In Bradford on Avon and surrounding villages there were 11 other instances of brothers in arms where neither returned home.

PRIVATE LEONARD PERCY WATSON Winsley War Memorial

22733 Private Leonard Percy Watson, Wiltshire Regiment was born in Trowbridge in 1893, and died of his wounds on 7th August 1916, aged 23. He is buried in Etaples Military Cemetery, Pas de Calais, France in plot 1X.C.17.

The Wiltshire Regiment was involved around this date in attacks near to Thiepval and Pozieres and Leonard will almost certainly have been wounded in one of these battles.

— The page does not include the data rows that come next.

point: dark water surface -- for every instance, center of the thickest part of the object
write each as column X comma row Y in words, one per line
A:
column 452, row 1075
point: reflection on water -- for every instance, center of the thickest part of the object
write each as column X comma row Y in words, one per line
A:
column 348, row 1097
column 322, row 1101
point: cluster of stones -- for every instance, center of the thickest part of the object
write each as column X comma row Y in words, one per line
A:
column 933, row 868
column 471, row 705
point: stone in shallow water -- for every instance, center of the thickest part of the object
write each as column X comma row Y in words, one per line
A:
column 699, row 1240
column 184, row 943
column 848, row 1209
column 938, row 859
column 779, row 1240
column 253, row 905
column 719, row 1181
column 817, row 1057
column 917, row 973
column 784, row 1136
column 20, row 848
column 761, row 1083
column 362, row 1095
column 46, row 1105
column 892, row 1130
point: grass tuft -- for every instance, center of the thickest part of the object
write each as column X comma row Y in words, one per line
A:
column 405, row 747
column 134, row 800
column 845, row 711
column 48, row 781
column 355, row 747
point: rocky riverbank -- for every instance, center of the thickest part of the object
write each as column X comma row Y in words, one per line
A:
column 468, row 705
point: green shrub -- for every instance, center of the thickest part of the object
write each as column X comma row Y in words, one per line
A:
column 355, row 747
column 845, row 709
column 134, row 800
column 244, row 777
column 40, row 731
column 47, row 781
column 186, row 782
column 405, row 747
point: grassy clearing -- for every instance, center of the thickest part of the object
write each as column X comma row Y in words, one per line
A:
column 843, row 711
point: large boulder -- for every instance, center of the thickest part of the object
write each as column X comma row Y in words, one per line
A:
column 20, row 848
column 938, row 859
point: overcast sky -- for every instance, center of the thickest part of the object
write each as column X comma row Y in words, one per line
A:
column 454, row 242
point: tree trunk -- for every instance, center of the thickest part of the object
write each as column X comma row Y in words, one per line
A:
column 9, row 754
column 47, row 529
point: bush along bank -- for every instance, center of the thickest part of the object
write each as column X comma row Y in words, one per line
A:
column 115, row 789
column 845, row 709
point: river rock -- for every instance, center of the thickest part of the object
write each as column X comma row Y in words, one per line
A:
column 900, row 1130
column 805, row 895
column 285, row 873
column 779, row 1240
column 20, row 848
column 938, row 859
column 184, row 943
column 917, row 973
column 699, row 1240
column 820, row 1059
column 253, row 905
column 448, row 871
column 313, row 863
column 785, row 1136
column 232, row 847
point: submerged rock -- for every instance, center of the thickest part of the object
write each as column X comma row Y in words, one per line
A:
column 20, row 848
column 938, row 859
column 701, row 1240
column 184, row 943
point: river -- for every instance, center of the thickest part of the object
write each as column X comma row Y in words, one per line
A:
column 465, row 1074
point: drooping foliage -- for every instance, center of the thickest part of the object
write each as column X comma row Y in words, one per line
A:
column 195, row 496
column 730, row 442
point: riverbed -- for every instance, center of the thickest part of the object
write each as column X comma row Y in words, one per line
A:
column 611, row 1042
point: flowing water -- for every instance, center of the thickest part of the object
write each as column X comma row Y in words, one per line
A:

It has been surmised that he may have been injured in the gas attack on the Wiltshires’ position in the trenches at Beaumont Hamel on either 26th or 28th July and was evacuated to a hospital at Etaples where he died a few days later. This would explain his known grave where the inscription reads: Until the day breaks and the shadows flee away.

Leonard was the son of Alice and Alfred Watson who had nine children, of whom eight had survived to 1911. Alfred who was born in Melksham in 1862 was a cattleman at Hulbert Farm, Middle Hill, Box in 1901.

In the 1911 census, Leonard was living with his parents, two brothers and three sisters in the family home at Dane Bottom in Winsley. Both father Alfred and son Leonard are listed as Farm Labourers.

At the time of Leonard’s death, the family were living at Hartley, Winsley.

PRIVATE ROBERT WILCOX Winsley War Memorial

8051 Private Robert Wilcox of the 2nd Battalion Welsh Regiment was born in Westwood, and was killed in action very early in the war in France on 26th September 1914.

His name is recorded on La Ferte-sous-Jouarre Memorial, Seine-et-Marne, France. The 2nd Battalion landed at Le Havre on 13 August 1914 on the Braemar Castle and immediately marched to the front as part of the British Expeditionary Force. It is likely that Robert was killed in the Battle of Picardy which ran for a few short days from 22 September to 26 September. Like the other 3,500 commemorated on this memorial, he has no known grave.

Robert was born in 1886 in Lea Green, Westwood and was the sixth of eight children born to Thomas and Mary Wilcox, both born in 1854 in Bradford on Avon. Thomas was a stone quarryman working in the mines at Westwood at the time of the 1891 census with Robert shown as a scholar aged 5. By 1901 he was living at 45 Shop Road in Wingfield (then known as Winkfield with Rowley) with his eldest brother George. George was shown as Head of the family as his father, Thomas, had died by that date. Robert was by then a mason’s labourer, aged 15.

By 1911, aged 25 he had already enlisted in the 2nd Battalion Welsh Regiment and was based at their Pembroke Barracks. Robert’s older brother Albert was living in Murhill as a roadman for Wiltshire County Council in 1911.

Mabel Sartain, who was his sweetheart whom he wished to marry, was named as beneficiary in a letter from Robert. Mabel was born in Winsley but was working in Bath as a servant in 1901 and 1911. Her family remained in either Winsley or Murhill and her father died in Winsley in 1951. Mabel herself married at the end of 1918. WINSLEY SOCIAL CLUB HONOURS BOARD

In the course of the research for this booklet, a memorial was also discovered in the Winsley Social Club situated in the old Winsley school. This, as mentioned in the previous section on Winsley in 1914, is unusual in that it commemorates all those who were called up including those who were fortunate to return. Those who died are shown with an eight petalled flower although it is incomplete in that respect, as Pt Angell FS and Capt Brooks are shown but do not have a flower alongside their name, whilst Lt Brinckmann is missing completely.

It therefore provides an opportunity over the next four years of commemoration to discover a little about the service to their country of those who survived. This may result in a similar style booklet when we come to the conclusion of the commemorations in 2018. We will therefore again be seeking information from surviving relatives over time whilst delving through war diaries, regimental histories and census information. What is already clear from the board is the number of families where more than one son was called up.